Dr. K. Meira Goldberg is a flamenco performer, choreographer, teacher, and scholar. In 1980s Madrid, she performed nightly in flamenco tablaos alongside the best artists in the world. In the US, she was the first dancer with Carlota Santana, Fred Darsow, and Pasión y Arte. Since going grey, she has instigated and collaborated on 100 Years of Flamenco in NYC (NYPL, 2013), Flamenco on the Global Stage (McFarland, 2015), The Global Reach of the Fandango in Music, Song and Dance (Cambridge Scholars, 2016), Transatlantic Malagueñas and Zapateados in Music, Song, and Dance (Cambridge Scholars, 2019), Indígenas, africanos, roma y europeos. Ritmos transatlánticos en música, canto y baile (Música Oral del Sur, 2021), and Celebrating Flamenco’s Tangled Roots: The Body Questions (Cambridge Scholars, 2022). Her monograph, Sonidos Negros: On the Blackness of Flamenco (Oxford University Press, 2019 and, translated by Kiko Mora, Libargo 2022), won the Barnard Hewitt Award for best 2019 book in theatre history or cognate disciplines, as well as Honorable Mention for the Sally Banes Publication Award, both from the American Society for Theatre Research.

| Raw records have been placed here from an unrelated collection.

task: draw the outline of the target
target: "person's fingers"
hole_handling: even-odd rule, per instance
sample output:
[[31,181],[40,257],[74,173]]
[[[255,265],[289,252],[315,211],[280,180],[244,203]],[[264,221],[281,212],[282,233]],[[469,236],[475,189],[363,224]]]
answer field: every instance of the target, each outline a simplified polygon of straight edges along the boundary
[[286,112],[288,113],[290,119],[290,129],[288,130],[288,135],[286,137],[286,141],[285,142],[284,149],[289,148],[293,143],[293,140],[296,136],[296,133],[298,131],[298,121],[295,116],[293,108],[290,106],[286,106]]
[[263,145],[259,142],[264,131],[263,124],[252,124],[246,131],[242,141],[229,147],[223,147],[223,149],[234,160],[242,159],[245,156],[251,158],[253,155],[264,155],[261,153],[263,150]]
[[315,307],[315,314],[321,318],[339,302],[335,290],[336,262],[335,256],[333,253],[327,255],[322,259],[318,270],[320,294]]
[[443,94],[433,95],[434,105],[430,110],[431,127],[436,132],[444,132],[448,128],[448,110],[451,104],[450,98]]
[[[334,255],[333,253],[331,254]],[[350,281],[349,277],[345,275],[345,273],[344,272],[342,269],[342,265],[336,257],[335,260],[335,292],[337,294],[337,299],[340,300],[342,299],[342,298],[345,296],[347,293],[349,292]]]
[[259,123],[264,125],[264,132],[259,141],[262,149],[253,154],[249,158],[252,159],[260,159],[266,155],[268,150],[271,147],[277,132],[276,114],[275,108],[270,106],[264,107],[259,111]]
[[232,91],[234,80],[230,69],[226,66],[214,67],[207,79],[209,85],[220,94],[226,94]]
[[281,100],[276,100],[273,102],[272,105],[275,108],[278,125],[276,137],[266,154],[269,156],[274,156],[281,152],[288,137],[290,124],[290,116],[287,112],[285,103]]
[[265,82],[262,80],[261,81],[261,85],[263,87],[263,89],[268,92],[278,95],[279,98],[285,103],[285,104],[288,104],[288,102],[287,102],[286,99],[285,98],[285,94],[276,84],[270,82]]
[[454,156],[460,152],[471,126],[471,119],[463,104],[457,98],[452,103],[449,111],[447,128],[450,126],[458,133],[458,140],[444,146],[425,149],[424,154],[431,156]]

Raquel “la Repompilla” Heredia

Raquel Heredia “La Repompa”, originally from El Barrio de la Trinidad, Málaga, comes from a distinguished family of Roma artists. The daughter of Rafaela Reyes and guitarist Luis Heredia, she and her sister Amparo Heredia represent a long line of “Repompas y Repompillas de Málaga” starting with their great Aunt, Enriqueta de la Santísima Trinidad de Los Reyes Porra, the first Repompa. She spent her adolescence in the United States, where she made her debut in the NYC tablaos at an early age. At 18 she toured with Juan Andrés Maya, and then settled in Madrid to work in the tablaos of the capital city. A self-taught dancer, Heredia has performed in numerous theaters and Flamenco festivals around the world, and has worked with artists such as Antonio Canales, El Farru, Antonio Molina, El Choro and Pepe Torres, among many others. Currently she is a guest artist in tablaos such as El Cordobés, La Casa del Arte, Jardines de Zoraya. She is considered one of the greatest dancers of the current tablao scene.


Aliesha Bryan

Since first encountering live Flamenco, award-winning dancer Aliesha Bryan (Pájaro Negro) has developed a rich and diverse tapestry of movement from which to create. Aliesha has performed in local, national and international dance events and festivals, and has received multiple invitations to perform at the United Nations Headquarters, Terraza 7, the African American Museum in Philadelphia, among others. In addition to being shortlisted for a Fresh Tracks residency at New York Live Arts and having received numerous grants in recognition of her growing body of work, Aliesha has performed the piece she was commissioned to create for The Brooklyn Nutcracker since 2018 and has been a lecturer as part of the Camille A. Brown & Dancers Social Dance for Social Change series. She has been featured in Dance Magazine for her role in diversifying the Flamenco landscape and recently embarked on the creation of her own venture, Blackbird Dances, an extemporaneous dance company that synthesizes depth psychology in movement with traditional Flamenco expressivity and a digital space that revisions how we as a society see and therefore engage with the body.